Those who were at Glastonbury in 2010 will remember Dizzee Rascal's tribute to Michael Jackson, much like those who remained until the end of Live Fest 2011 will look back and remember Zane Lowe's tribute to Amy Winehouse, who died just hours before he closed the main stage at the 02 Arena in London on Saturday night.


Starting at a hundred miles per hour and raising the tempo throughout, the Radio One DJ really knows how to get a crowd going. Dance anthems spilled out one after another, and often remixed together, Live Fest was really going to close with a bang, a party atmosphere complete with an endless shower of confetti and silly string.


Then, just before leaving the stage, Zane Lowe urges the crowd: "For those of you that don't know. I want everyone to raise one fist into the sky for Amy Winehouse. A very sad day and a tragic loss to an unbelievable talent." En cue 'Back to Black' by Amy Winehouse as Zane leaves the stage. The 200 or so people still remaining just silent, stunned, not knowing what to say and not knowing what to do; very powerful, well and truly surreal.


After hearing the news of Amy Winehouse's death we were caught up in two minds. Do we go for Gary Powell's DJ set from The Libertines, or do we go to see Roll Deep? We all know about Pete Doherty's close friendship with Amy Winehouse, so it would've been interesting to see what Gary Powell did, but that wasn't enough to swing it for us. Instead we opted for the crew that bought us Dizzee Rascal and Tinchy Stryder, we opted for Roll Deep (who we can confirm DID dedicate their set to Amy Winehouse).

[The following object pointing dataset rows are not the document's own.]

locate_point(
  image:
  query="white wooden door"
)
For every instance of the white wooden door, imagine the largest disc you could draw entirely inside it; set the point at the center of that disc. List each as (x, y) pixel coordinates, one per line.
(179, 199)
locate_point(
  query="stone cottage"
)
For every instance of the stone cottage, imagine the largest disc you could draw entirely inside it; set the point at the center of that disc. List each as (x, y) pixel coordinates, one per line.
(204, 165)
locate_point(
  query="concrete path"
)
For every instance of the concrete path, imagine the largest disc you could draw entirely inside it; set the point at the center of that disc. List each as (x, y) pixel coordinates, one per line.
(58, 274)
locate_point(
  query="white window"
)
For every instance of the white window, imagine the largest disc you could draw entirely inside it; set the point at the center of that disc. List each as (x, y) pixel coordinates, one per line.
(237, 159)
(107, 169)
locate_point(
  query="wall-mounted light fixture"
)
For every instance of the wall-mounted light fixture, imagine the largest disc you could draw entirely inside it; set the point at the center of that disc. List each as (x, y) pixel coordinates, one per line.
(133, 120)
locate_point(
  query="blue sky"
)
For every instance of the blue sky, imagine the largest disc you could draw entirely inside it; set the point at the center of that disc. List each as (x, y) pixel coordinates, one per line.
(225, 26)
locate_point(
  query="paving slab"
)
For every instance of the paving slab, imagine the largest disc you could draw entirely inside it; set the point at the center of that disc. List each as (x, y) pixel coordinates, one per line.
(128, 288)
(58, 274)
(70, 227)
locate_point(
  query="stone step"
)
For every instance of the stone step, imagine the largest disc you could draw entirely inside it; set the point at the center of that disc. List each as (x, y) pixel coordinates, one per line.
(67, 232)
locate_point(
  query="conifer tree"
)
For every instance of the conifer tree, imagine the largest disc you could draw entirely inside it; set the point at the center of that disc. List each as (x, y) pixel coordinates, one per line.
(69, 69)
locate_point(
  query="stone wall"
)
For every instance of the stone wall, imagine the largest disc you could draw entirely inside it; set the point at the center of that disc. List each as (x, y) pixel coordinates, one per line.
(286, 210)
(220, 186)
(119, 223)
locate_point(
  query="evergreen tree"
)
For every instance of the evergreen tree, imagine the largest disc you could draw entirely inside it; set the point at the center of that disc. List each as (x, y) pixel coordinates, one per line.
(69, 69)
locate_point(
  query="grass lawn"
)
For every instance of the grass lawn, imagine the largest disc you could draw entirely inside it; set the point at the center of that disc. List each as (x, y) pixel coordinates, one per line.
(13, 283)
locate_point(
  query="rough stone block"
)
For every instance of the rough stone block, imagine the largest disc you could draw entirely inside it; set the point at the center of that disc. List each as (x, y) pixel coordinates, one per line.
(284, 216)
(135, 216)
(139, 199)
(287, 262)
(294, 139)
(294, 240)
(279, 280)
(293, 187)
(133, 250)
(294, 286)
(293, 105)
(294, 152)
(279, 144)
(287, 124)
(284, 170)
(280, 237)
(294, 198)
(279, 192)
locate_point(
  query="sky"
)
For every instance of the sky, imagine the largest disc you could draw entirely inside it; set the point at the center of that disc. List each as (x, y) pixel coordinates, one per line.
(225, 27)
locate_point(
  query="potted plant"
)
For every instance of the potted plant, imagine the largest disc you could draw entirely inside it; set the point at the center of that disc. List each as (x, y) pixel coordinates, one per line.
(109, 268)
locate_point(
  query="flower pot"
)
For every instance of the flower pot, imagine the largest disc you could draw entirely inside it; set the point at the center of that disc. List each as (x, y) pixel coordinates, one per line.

My only gripe with Roll Deep was that it was more like 'Rolling Quite Shallow', or 'just scratching the surface'. Don't get me wrong, I thought they were good. With the amount of collaborations they have recorded over the past few years I think people knew more songs than they realised. But still, it was disappointing that although thoroughly expected, we wouldn't be seeing Wiley rock up. Manga impressed as he led the group, but most of the set was played by just three out of the 10 members! They could have at least brought Tinchy back into the fold for old time's sake and given us 'U Were Always'. 


Earlier in the day we had the pleasure of finding some interesting bands at the Live and Unsigned stage at Indigo. Eventual competition winners The Trinity Band from Derby wowed the judges with their original song 'Supernova' along with a cover of 'Champion' by Chipmunk and Chris Brown, while Stoke-on-Trent band Aggyfro also played in the Urban/Pop/Acoustic final as they mixed catchy indie guitar riffs and powerful vocals with a Dizzee Rascal mash up of Bonkers and Dirty Cash (Money Talks).


Over on the main stage we stumbled across teenage grime act, Flow Dem Crew. When they entered the stage I couldn't help but think 'is this Blazing Squad?' but they proved me wrong. They were actually decent! It is no surprise that they are sharing the stage with the likes of Lethal Bizzle and Professor Green in their native Wales.


With sexual meaning behind lyrics such as "she'll be eating up my salad cream," it was hard to believe that the lads were just 16 and 17 years old, but their original tracks including "It's Not a Racial Ting" and "Get What I Want" really went down well with their fans.


So forget your wellies, tents, and burger vans, that weekend was all about Live Fest, the biggest indoor music festival this country has to offer.